Alcohol is fattening! That is what you believe, because that is what you have been told. You may even have been made to feel guilty by people who have implied that all your unwanted pounds could be put down to alcohol, with no need to look further. Let us try and make an objective assessment.
It is true that alcohol is fattening. But much less fattening than sugar, white bread, potatoes or rice. That is why, very soon after you have shed your unwanted pounds, you will be able to reintroduce wine into your diet in reasonable quantity (up to about half a litre of wine a day, about three glasses, for a man, though women should reduce this by a third). The energy provided by alcohol is used by the body as a first resource for immediate needs, and while the body is using this fuel it will not be burning up stored body fat. This means that the alcohol is preventing you losing weight. However, this happens in particular when it is imbibed on an empty stomach. When the stomach is already full, particularly if it is full of protein-lipids (such as meat, fish or cheese), the alcohol is metabolised much less rapidly because it is mixed with these other foods, and so produces little stored fat. What must be categorically given up is the aperitif. If you really feel you have to keep your guests company, have something non-alcoholic like tomato juice or mineral water.

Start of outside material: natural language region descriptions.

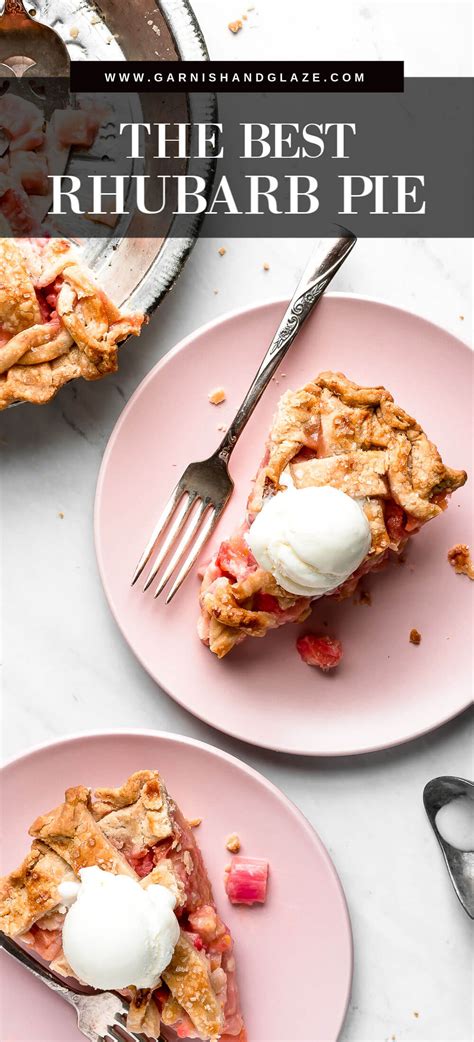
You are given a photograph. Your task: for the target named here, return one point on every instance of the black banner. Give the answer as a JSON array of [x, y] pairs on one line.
[[246, 77], [232, 165]]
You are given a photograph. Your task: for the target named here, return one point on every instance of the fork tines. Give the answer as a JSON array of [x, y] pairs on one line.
[[184, 510]]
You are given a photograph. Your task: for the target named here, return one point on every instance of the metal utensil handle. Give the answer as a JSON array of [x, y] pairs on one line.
[[41, 972], [324, 263]]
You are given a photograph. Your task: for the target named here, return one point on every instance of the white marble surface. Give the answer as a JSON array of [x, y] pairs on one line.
[[66, 666]]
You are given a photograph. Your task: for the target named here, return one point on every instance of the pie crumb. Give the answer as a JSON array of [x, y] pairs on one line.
[[232, 843], [459, 559], [217, 396]]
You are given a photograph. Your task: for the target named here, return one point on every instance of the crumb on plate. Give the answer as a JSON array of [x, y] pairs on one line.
[[232, 843], [459, 559], [217, 396]]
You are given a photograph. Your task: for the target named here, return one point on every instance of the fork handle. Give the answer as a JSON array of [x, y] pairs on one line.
[[324, 262], [34, 967]]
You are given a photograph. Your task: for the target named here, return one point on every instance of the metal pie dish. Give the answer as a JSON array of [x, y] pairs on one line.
[[135, 271]]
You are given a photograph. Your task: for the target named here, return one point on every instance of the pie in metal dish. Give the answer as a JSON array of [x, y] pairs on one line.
[[55, 323], [329, 435], [136, 832]]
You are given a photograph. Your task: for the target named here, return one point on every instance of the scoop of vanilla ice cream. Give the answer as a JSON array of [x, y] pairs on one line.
[[310, 539], [116, 934]]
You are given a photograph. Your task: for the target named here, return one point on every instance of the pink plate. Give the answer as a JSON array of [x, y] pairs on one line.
[[305, 912], [387, 690]]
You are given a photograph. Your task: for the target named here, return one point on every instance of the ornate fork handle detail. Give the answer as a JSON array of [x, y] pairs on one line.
[[324, 263]]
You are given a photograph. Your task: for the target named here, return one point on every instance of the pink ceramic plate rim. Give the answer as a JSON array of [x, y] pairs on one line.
[[345, 934], [424, 727]]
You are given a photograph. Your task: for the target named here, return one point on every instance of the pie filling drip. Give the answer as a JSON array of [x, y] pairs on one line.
[[55, 322], [330, 432], [135, 830]]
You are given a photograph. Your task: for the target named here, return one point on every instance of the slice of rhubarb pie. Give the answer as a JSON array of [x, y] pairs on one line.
[[55, 322], [347, 478], [95, 898]]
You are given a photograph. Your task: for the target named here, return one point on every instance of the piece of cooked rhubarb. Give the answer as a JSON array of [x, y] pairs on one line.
[[322, 651], [246, 881]]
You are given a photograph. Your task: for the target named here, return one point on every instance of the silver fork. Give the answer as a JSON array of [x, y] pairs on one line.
[[100, 1017], [204, 489]]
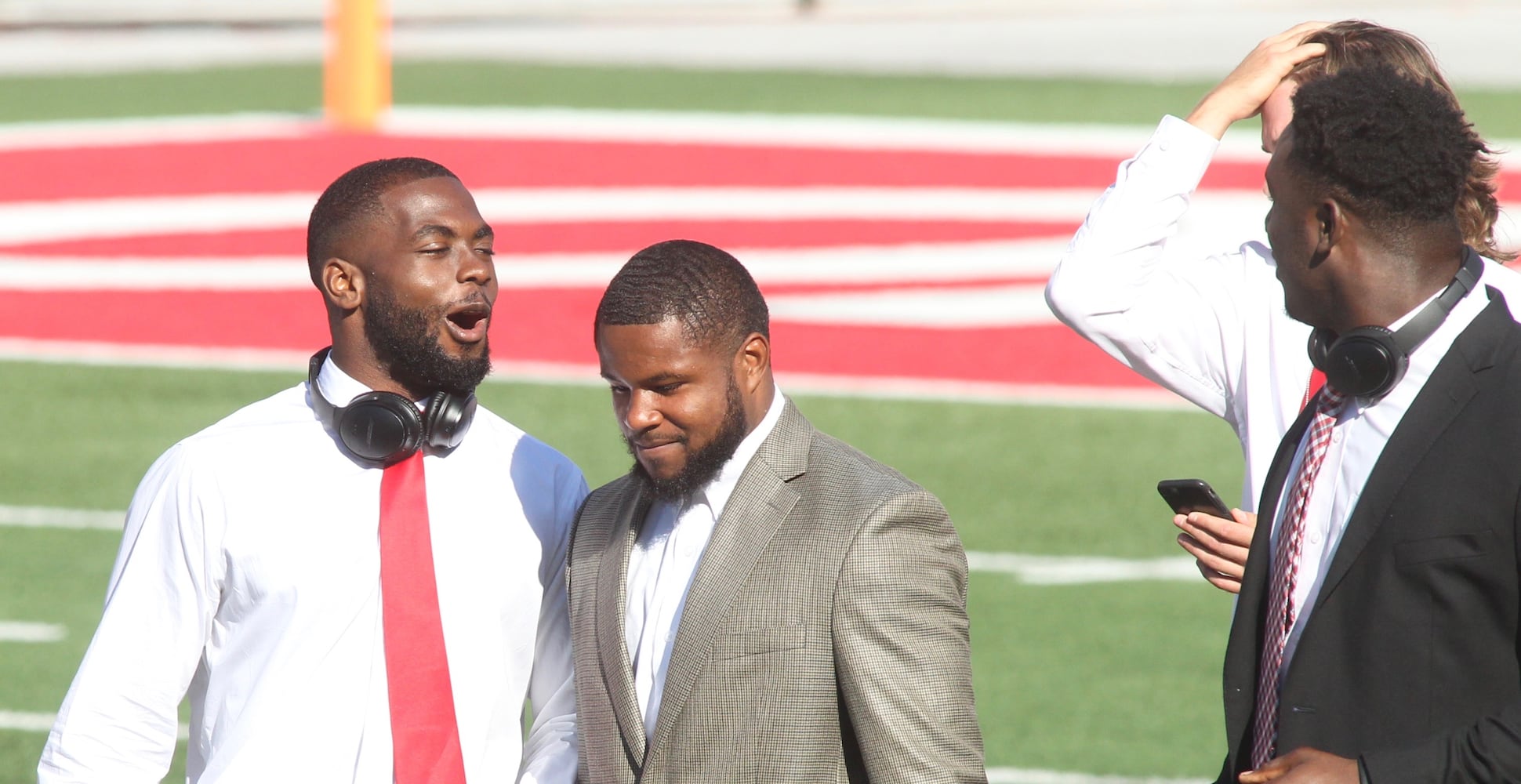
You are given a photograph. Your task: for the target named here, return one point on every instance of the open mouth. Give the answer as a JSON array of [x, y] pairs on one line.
[[469, 321]]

The only noble aperitif, to my mind, is a glass of good champagne or good white wine (I say ”white” advisedly). But, I implore you, do not let people adulterate your wine, as often happens to disguise its mediocre quality, with blackcurrant liqueur or those other weird syrups which people come up with just for the sake of something new.
So, if you really must, accept a glass of champagne but, above all, do not drink it on an empty stomach. Help yourself to a few ”nibles”first. Beware, though! They must be non-carbohydrate ”nibbles”. You will soon learn to recognise them. Crisps and cocktail biscuits of all sorts are out. Olives, cheese, cocktail sausages or fish are acceptable.
AFTER DINNER DRINKS
Cross these off your list too. Cognac, armagnac and many liqueurs are delicious, and may be an excellent thing for the French balance of payments, but they will do nothing to improve your waistline.
Maybe you think that such drinks (known as ”digestifs” in France) will help you digest your meal. Well, rest assured; once you have mastered the eating habits advocated in this book, you will have no indigestion to worry about, even after the most copious of meals.